The abbreviation “CVP” is formed by the first letters of the three English words “Cost”, “Volume” and “Profit”, meaning in translation from English “Expenses”, “Volume” and “Profit”, respectively.
The economic model of CVP dynamics is more general, more realistic, but also more complex, and describes the CVP dynamics over the entire range of possible changes in the “Volume of production (purchase of goods) and its sales” driver from zero to the maximum production (trade, logistics) capacity of an enterprise . In the CVP economic relationship model, the sales revenue curve is non-linear. With an increase in the volume of sales of products, an increase in the proceeds from sales of products is first observed close to linear. Then, with a certain volume of sales of products, the growth rate of revenue from sales of products begins to decline, then there is a cessation of its growth, and then – a decrease in revenue from sales of products. This is due to the fact that it is impossible to sell a larger volume of products in a competitive market and limited consumer demand for products without lowering the selling price. To increase the volume of sales of products it is required to reduce the price per unit of output, with the result that the revenue curve from sales of products will not rise so steeply and eventually will go down. This is due to the fact that the impact on the proceeds from the sale of products to reduce prices begins to exceed the effect of the increase in sales of products.

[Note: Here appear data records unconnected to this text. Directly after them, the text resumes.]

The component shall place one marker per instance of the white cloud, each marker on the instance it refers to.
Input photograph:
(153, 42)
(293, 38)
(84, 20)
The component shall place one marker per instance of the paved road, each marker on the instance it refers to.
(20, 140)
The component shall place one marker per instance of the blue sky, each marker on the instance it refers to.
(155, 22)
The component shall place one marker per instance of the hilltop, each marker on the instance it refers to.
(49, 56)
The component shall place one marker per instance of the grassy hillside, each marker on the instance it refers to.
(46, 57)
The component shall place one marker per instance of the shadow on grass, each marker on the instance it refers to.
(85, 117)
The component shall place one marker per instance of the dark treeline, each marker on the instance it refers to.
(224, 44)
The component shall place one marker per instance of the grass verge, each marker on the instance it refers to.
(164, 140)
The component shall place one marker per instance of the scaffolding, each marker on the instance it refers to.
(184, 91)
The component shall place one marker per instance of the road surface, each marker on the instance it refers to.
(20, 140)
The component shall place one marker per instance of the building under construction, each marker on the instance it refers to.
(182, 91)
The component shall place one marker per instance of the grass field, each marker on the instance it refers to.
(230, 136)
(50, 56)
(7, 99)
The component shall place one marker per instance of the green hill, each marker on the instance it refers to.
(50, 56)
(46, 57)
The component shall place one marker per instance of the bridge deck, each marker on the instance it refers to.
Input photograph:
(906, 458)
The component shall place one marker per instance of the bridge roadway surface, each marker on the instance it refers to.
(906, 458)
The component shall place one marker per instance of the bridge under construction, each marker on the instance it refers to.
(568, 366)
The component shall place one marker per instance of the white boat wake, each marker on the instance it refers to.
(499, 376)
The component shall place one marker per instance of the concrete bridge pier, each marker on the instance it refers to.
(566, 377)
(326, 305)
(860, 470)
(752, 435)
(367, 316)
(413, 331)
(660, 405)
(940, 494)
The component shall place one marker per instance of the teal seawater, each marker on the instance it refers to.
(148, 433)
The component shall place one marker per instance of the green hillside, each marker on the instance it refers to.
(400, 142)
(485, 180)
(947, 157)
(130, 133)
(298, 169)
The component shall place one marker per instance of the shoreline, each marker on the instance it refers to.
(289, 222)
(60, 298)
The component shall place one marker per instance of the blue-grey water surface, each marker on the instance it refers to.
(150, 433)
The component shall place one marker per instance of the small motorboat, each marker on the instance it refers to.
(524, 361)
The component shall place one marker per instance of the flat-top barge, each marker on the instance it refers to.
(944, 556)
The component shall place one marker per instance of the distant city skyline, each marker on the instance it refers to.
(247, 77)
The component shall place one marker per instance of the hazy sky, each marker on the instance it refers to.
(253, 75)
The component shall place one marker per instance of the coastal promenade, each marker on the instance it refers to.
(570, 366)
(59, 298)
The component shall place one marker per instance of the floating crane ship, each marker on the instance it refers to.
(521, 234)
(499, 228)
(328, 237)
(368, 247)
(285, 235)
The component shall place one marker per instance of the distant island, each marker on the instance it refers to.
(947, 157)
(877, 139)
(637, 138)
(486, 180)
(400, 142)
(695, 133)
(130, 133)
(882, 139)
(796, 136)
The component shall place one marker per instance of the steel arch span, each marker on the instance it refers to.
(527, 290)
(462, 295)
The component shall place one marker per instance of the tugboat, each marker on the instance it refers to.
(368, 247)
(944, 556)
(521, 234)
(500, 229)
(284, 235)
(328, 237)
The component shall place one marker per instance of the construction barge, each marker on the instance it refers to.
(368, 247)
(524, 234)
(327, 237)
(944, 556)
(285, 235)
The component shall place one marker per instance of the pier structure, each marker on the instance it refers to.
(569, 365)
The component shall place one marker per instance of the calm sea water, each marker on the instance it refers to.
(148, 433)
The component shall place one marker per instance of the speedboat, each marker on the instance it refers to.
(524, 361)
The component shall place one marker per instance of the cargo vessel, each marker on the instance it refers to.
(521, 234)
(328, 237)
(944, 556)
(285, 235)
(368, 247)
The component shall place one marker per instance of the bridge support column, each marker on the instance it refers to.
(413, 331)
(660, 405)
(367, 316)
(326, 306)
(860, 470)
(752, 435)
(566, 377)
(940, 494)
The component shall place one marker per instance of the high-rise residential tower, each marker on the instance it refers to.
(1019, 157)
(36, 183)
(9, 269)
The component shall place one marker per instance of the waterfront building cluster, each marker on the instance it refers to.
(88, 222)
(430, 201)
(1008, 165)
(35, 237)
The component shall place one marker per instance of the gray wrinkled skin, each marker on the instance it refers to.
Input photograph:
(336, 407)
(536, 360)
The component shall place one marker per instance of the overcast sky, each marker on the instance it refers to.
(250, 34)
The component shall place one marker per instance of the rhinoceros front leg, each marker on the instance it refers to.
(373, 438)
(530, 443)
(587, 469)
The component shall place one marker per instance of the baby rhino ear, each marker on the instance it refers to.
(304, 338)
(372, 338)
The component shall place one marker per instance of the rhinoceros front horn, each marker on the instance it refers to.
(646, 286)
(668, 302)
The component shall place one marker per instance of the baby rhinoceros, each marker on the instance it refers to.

The curve of the total costs of the enterprise shows that with low production volumes (purchase of goods) and its sales, the total costs first increase revenues from sales of products and increase, which is, firstly, a result of the fact that the company has fixed costs of significant size, as the company calculated on a much larger volume of production (purchase of goods) and its sales, and, secondly, relatively high specific variable costs per unit of production, characteristic of low volumes of zvodstva products (purchase of goods) and its sale. In the area of average production volumes (purchase of goods) and its sales, total costs increase is not so cool, as the company has reached normal or close to it capacity and works in the most economical mode per unit of production. At the site, when the volume of production (purchase of goods) and its sales approached the maximum production (trade, logistics) capacity of the enterprise, the curve of total costs begins to rise more steeply, since in this area the costs per unit of production begin to increase. This happens because the enterprise is operated with a load above the average level, as a result of which there are “narrow” places in the organization of production and logistics, breakdowns occur more often and the output of production and logistics equipment fails, overtime work occurs.
As a result of the above-described behavior of the proceeds from the sale of products and the total costs of the enterprise, depending on the volume of production (purchase of goods) and its sales, there are two break-even points in which the proceeds from the sale of products are equal to the total costs of the enterprise.
The decisive difference in the CVP dynamics accounting model from the economic model is that the behavior of the sales revenue and the enterprise total costs behavior are analyzed in a much smaller internal subrange of the range of possible changes in the driver value.